Open HoiM opened 2 years ago
Thanks for your great question! In general cases, each blend shape corresponds to some semantic meaning (smile, sad, etc.). But here we extend it such that the residual deformation is expressed as a linear combination of blend shapes, where each blend shape does not correspond to any semantic interpretation. I would say the "semantic" definition and how to learn them are somehow coupled: the blend shapes are an optimization target, such that the linear combination of them approximates the ground-truth best. For more details you might need to refer to the paper.
Hope it helps!
Thank you for your great work.
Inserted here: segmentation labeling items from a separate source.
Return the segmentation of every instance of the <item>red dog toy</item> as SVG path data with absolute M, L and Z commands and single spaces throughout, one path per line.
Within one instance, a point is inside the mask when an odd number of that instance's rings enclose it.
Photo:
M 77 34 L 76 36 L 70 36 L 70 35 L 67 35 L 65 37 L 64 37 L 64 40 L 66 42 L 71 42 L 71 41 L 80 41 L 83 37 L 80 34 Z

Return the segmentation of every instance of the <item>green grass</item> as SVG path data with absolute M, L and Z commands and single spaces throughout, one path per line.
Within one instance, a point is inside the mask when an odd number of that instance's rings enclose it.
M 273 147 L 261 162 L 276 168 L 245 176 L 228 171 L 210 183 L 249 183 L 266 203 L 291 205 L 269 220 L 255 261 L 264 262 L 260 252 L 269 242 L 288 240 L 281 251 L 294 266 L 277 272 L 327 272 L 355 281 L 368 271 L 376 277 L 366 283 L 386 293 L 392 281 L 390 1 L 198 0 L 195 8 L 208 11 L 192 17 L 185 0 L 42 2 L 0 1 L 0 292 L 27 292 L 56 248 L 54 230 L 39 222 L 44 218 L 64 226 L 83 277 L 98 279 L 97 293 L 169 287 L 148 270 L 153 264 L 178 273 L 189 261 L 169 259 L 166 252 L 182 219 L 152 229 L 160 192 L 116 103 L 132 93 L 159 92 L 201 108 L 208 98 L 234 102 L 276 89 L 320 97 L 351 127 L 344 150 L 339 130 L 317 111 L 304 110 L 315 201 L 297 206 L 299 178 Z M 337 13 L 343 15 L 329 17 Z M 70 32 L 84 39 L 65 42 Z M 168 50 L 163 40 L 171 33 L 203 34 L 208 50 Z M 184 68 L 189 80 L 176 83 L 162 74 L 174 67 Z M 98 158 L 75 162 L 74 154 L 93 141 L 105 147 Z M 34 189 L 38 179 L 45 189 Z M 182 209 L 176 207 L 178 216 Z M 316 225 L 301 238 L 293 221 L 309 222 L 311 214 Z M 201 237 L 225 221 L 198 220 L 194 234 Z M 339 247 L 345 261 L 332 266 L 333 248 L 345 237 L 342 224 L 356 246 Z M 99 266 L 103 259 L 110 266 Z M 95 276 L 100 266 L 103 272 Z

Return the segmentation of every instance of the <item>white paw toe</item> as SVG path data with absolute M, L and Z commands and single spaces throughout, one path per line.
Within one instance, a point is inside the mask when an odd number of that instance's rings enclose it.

After reading the paper, I still have some questions. So I hope you or anyone else can answer me if possible.
In the paper, the Residual Deformation Branch learns to predict blendshapes for each individual character. I'm wondering how these blendshapes are defined.
I'm not familiar with body blendshapes but as far as I know, blendshapes for facial expressions like jawOpen, eyeBlinkLeft, smileRight, etc., are semantically defined. In the paper[1], personalized facial blendshapes are learned via blendshape gradient loss function, which forces each of the generated blendshapes to have specific semantic meaning.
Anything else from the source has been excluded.